Está en juego nuestro Estado de Derecho.



Fieles y escasos lectores anticipan a veces, lacónicos y desolados, los rasgos clínicos del putrefacto y avanzado estado de descomposición moral cuya autopsia se han propuesto practicar, con gelidez quirúrgica, los limitados análisis de estos incontables lugares comunes. Un lector irónico señalaba, por ejemplo, que contra el populismo debía disertarse con gravedad mediante la desdichada frase de marras que nos ocupa.
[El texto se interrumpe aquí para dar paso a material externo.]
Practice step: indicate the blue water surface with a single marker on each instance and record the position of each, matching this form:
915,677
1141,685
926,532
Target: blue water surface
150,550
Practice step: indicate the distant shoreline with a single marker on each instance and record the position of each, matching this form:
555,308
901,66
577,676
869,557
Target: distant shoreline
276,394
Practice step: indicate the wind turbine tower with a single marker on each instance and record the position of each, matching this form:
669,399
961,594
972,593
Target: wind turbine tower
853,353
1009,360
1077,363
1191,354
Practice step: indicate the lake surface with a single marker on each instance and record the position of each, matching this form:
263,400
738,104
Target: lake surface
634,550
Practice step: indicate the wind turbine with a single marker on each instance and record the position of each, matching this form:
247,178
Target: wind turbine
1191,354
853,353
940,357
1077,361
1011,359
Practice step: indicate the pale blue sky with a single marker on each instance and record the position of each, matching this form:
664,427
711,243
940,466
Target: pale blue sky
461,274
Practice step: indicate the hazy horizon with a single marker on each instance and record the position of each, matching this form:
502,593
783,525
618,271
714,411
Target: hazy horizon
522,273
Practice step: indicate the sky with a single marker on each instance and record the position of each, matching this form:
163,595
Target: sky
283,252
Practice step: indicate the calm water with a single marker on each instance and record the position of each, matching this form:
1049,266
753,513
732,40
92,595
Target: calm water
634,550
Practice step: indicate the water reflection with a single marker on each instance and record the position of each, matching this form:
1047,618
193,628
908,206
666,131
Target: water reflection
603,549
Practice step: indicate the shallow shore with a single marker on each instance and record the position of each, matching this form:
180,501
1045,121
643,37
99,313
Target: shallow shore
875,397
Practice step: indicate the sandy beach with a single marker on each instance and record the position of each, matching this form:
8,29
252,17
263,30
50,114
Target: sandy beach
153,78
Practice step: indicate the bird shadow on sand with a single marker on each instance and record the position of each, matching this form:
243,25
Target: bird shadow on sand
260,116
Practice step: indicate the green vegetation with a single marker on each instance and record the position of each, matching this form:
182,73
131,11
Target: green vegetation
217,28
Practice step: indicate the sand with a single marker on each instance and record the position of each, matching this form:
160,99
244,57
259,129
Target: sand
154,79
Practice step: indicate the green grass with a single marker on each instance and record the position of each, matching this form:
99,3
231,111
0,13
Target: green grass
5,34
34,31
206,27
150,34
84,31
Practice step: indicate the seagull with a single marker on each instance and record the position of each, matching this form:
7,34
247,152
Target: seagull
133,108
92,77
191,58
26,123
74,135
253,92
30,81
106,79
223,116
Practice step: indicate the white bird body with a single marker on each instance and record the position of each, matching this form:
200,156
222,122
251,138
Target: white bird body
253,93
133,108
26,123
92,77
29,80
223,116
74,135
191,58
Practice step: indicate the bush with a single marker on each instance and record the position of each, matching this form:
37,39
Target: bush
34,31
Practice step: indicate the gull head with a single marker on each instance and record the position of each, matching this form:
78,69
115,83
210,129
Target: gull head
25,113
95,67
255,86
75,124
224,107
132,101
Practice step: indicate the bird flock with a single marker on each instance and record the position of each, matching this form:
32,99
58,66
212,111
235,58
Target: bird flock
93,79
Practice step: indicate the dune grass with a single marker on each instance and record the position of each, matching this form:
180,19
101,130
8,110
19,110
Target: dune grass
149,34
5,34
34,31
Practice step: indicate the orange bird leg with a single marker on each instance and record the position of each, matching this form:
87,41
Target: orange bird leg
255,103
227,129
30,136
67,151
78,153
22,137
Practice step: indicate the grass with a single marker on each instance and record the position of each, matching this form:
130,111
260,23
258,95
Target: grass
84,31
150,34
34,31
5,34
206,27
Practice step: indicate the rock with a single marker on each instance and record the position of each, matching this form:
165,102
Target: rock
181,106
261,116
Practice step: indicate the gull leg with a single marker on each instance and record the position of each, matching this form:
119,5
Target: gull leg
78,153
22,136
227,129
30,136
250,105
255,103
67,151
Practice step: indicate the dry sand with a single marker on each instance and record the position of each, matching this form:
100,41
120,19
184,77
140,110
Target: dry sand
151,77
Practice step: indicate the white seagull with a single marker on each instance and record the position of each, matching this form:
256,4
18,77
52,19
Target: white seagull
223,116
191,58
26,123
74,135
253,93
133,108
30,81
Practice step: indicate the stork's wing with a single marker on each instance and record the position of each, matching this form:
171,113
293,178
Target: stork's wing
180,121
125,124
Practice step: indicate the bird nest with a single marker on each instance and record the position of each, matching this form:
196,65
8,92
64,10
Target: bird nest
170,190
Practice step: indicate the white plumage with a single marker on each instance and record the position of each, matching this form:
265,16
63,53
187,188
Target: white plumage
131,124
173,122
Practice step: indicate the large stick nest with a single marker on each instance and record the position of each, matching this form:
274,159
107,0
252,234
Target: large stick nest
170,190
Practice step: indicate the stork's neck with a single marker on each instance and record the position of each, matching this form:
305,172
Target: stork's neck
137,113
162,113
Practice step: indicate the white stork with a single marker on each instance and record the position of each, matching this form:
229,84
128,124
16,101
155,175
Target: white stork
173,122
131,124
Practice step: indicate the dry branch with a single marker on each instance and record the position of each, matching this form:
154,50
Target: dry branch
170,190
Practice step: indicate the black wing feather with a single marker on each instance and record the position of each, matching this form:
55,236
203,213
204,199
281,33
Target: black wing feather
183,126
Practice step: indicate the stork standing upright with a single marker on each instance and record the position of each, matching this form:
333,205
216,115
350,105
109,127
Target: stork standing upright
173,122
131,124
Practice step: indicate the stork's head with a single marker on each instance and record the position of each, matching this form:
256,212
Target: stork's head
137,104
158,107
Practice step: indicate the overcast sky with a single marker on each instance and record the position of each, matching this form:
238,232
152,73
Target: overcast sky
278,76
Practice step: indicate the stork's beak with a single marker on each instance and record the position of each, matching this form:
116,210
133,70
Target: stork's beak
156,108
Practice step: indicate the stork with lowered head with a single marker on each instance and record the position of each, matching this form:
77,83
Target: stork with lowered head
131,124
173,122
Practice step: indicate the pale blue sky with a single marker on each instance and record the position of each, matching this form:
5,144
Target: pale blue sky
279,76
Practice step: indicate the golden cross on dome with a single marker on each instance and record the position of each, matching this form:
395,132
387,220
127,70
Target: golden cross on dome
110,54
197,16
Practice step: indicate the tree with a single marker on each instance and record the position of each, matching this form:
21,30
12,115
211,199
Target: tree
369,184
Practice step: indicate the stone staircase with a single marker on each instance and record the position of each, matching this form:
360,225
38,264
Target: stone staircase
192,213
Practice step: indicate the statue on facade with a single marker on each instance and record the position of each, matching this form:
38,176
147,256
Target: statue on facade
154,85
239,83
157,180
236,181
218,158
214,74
Discreto, persistía en atribuir el clásico concepto de gravitas, que debía adornar la personalidad del político humanista, al pomposo engolamiento del croupier que ha tomado su relevo gaseoso. Tenebrosa, la teoría política ya había advertido la incompatibilidad entre el Estado y el Derecho. El complemento preposicional era una fórmula de transacción, aliviada, que contenía un indisimulado oxímoron o su emboscado retruécano. El Estado, de hecho, ha sometido siempre el derecho a su insaciable y vertiginosa, caótica e implacable, expansión. Cuanto tocaba, lo ha infectado de minúsculas. Muerto cualquier dios, ante el desecho de toda majestad, le queda tan solo pujar y subastar el estado de derechos, innumerables y cancerosos, que aseguren, incontrolable, el derecho de sus estados. Adicto a su abismal funcionamiento, ha apostado todo o nada a sus cartas marcadas. Salta la banca. Rien ne va plus.